Biographical / Historical Note
Alice Marie Key was born to Louise and Malcolm Key on March 18, 1911 in Henderson, Kentucky. She moved with her family to Riverside, California where she finished high school, graduating in 1928. Key then moved to Los Angeles, California where she studied journalism at the University of California, Los Angeles (UCLA). While attending UCLA, she met Leroy Broomfield of the Cotton Club in Culver City, California and left school to pursue a career as a dancer and chorus girl. After dancing in California for five years, Duke Ellington recommended her as a dancer for the Cotton Club in Harlem, New York. Key traveled to New York City, New York and went on a six month Cotton Club show tour through Europe, including performances at the Moulin Rouge in Paris, France and the Palladium in London, England.

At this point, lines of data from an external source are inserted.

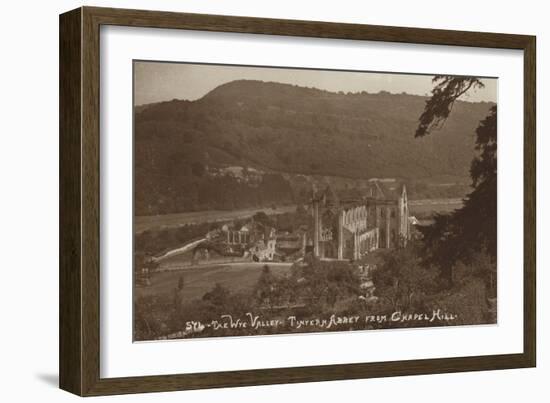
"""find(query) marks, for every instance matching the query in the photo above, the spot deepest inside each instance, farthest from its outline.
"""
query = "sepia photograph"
(278, 200)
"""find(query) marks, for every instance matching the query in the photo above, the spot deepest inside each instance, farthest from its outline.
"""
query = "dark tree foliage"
(471, 229)
(444, 95)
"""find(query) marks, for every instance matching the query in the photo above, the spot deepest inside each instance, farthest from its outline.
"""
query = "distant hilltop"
(287, 129)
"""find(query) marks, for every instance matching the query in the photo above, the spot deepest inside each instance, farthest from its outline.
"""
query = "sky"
(162, 81)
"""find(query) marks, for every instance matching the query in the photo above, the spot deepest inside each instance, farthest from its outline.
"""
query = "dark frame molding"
(79, 200)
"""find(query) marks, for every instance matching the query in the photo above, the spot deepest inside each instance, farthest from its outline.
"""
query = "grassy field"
(430, 206)
(143, 223)
(200, 279)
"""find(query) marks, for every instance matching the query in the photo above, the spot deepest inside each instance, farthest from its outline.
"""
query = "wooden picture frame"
(79, 349)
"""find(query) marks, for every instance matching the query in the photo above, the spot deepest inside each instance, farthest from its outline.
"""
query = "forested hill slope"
(277, 127)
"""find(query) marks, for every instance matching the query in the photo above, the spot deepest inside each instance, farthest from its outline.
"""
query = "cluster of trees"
(284, 128)
(198, 191)
(461, 236)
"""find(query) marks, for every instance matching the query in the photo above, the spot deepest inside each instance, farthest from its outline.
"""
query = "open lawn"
(236, 277)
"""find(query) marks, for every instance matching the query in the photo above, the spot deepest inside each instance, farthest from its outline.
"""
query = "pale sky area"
(160, 81)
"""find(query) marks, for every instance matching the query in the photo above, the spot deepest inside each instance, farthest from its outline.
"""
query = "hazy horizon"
(165, 81)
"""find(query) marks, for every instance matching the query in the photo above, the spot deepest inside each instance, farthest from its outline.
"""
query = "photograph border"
(79, 283)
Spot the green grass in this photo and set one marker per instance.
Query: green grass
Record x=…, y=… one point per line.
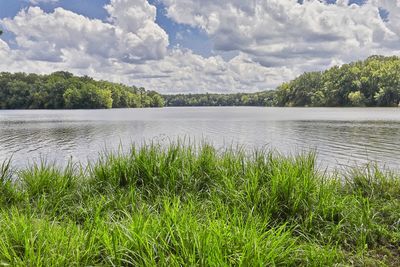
x=196, y=206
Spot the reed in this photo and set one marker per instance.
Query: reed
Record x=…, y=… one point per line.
x=194, y=205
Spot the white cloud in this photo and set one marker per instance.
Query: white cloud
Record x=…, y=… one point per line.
x=50, y=36
x=284, y=33
x=273, y=41
x=36, y=2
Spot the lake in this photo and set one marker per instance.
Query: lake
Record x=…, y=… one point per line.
x=340, y=136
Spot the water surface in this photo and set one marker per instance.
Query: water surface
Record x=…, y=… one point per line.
x=340, y=136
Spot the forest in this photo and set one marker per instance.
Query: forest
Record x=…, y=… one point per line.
x=63, y=90
x=372, y=82
x=265, y=98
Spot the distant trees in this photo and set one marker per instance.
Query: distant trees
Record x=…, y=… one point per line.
x=373, y=82
x=265, y=98
x=62, y=90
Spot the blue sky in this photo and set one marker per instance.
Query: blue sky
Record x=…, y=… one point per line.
x=188, y=37
x=194, y=45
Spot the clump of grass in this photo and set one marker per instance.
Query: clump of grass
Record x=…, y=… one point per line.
x=194, y=205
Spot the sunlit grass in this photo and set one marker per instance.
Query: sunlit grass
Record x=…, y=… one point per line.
x=193, y=205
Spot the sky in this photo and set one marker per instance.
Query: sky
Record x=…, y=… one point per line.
x=194, y=46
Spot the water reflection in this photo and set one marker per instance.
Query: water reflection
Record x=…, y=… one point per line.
x=340, y=136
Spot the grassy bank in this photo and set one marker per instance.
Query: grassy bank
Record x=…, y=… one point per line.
x=195, y=206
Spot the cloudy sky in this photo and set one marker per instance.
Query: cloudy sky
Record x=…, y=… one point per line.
x=194, y=46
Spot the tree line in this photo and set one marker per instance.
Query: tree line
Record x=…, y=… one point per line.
x=63, y=90
x=265, y=98
x=372, y=82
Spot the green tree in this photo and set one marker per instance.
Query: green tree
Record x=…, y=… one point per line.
x=357, y=99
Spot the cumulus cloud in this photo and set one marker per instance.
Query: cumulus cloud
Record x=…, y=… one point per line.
x=36, y=2
x=51, y=36
x=273, y=41
x=279, y=33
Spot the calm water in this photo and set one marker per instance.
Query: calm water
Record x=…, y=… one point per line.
x=341, y=136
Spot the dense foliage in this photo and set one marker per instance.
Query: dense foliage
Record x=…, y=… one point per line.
x=241, y=99
x=62, y=90
x=190, y=206
x=373, y=82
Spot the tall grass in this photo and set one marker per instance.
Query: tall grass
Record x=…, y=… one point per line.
x=193, y=205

In 1943, Key stopped dancing to work as a writer for the
Throughout her life, and especially during the 1960s, Key passionately fought for civil rights through various community activities and public jobs. She worked as the public relations manager for the Nevada Committee for the Rights of Women, as the executive director of the National Association for the Advancement of Colored People (NAACP), as a member of the Clark County Economic Opportunity Board, and was appointed as Nevada's deputy labor commissioner by Governor Richard Bryan in 1983.
After retiring from public service in 1993, Key maintained her community activism through organizations such as the Barbara Jordan Democratic Women's Club, the Moulin Rouge Preservation Association, the Black Las Vegas Historical Society, Inc., and Ladies Who Danced.
Alice Key died in Las Vegas, Nevada on September 29, 2010.
Sources:
"Alice Key."
"Alice Key: A Renaissance Woman."
Martin, Michael. "Wisdom Watch: Alice Key."
Preferred Citation
Alice Key Photograph Collection, 1930s-1990s. PH-00297. Special Collections and Archives, University Libraries, University of Nevada, Las Vegas. Las Vegas, Nevada.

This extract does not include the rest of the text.